I sat there and let the grief move through me the way I did after bad calls. Grief didn’t care if you were ready for it. You couldn’t fight it. You could only wait for it to pass.

Maybe this was just who I was. The one who got left. The one who loved too carefully, too thoroughly, too predictably. Three women now, and the pattern was the same every time.

I made myself available, reliable, and safe. I made myself easy to have. And then, I made myself easy to leave.

The worst part was that Sarah wasn’t wrong. I could feel it in my own chest how I wasn’t surprised. Even this—even losing her—felt somehow inevitable. Like I’d always known itwould end this way. Like I’d been waiting for permission to stop pretending.

Maybe love wasn’t enough. Maybe showing up wasn’t enough. Maybe I’d built my whole life on a philosophy that only worked if someone showed up for you too.

Saturday meant the B&B.

I almost canceled. Grace didn't need my mess. She had a business to run, guests to feed, and a life that didn't include managing my feelings about another failed relationship. But I got in my truck anyway, because routine was how I stayed upright. Routine was the thing I could hold onto when everything else slipped out of reach.

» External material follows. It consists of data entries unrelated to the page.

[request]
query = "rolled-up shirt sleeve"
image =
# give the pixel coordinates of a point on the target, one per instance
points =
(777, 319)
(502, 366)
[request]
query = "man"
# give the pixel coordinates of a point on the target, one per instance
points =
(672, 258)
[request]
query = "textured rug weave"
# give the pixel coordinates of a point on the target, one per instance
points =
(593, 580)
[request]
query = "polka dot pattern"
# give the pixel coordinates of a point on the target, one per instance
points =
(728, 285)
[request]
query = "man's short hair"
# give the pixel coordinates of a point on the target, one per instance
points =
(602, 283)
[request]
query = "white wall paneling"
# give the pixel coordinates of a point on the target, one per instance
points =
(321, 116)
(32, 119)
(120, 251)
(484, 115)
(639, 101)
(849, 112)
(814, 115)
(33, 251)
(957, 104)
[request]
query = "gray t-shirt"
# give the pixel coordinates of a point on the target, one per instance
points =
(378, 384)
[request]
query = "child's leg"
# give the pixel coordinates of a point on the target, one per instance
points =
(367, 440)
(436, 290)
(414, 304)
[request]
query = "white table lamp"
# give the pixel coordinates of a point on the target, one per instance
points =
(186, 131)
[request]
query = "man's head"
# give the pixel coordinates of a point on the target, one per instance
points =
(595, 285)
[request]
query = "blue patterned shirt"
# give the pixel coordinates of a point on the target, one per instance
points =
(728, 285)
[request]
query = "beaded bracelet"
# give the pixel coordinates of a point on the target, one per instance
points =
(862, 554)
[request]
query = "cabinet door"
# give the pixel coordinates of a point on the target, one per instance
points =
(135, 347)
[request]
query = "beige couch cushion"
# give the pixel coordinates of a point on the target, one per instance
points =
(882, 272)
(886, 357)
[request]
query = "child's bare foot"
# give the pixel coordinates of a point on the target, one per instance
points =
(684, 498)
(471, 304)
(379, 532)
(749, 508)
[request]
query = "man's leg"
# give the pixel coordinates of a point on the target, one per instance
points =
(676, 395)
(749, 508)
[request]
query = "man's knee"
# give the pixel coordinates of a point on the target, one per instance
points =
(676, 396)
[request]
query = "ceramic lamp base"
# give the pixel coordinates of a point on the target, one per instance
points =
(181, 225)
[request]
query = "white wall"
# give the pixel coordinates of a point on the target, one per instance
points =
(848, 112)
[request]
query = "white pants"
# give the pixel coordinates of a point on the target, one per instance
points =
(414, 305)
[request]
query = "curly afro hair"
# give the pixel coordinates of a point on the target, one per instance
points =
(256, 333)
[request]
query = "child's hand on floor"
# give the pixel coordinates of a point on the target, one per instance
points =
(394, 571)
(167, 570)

The drive to Mountain View took twenty minutes through winding roads, past farms that had been there longer than the town itself. I'd been making this drive since I was eighteen. First with my mom, then alone after she died, then because it was Saturday, the way it always was.

Sixteen years. Grace and I had been doing this for all that time.

The B&B appeared around the last bend: a white Victorian with a wraparound porch, flower boxes in the windows, smoke curling from the kitchen chimney. Grace's grandmother had built it in the seventies. Grace had inherited it at twenty-two, the same year I started at the station. We'd grown up together in a way. I was learning how to run into burning buildings. She was learning how to keep a hundred-year-old house from falling down.

I parked in my usual spot and let myself in through the kitchen door.

The smell hit me before I was fully inside. Cinnamon rolls. Warm and sweet, the scent threaded through me like a memory. Grace made them from her grandmother's recipe, the same one she'd been making every Saturday since I could remember.

“You're early.”

Grace didn't look up from the dough she was kneading. Flour dusted her hands, her apron, a streak of it across her cheek. Her dark hair was pulled back in a messy ponytail, and she was humming something under her breath—that old Carole King song her grandmother used to play.

“Couldn't sleep.”

“Coffee's on. Cups are where they always are.”

I poured myself a mug and leaned against the counter. The kitchen was warm, familiar, and the chaos of breakfast prep spread across every surface. This was Grace's domain. She moved through it like water, reaching for things without looking, timing everything by instinct rather than timers.

She glanced up at me, and her hands stilled.

“Rough shift?”

I took a long sip of coffee. Too sweet, the way she always made it. It hit against something bitter I hadn’t managed to swallow yet.

“Something like that.”

Grace studied me for a moment, then went back to her dough. But something in her posture shifted. Her attention sharpened the way it always did when she sensed someone needed space to talk.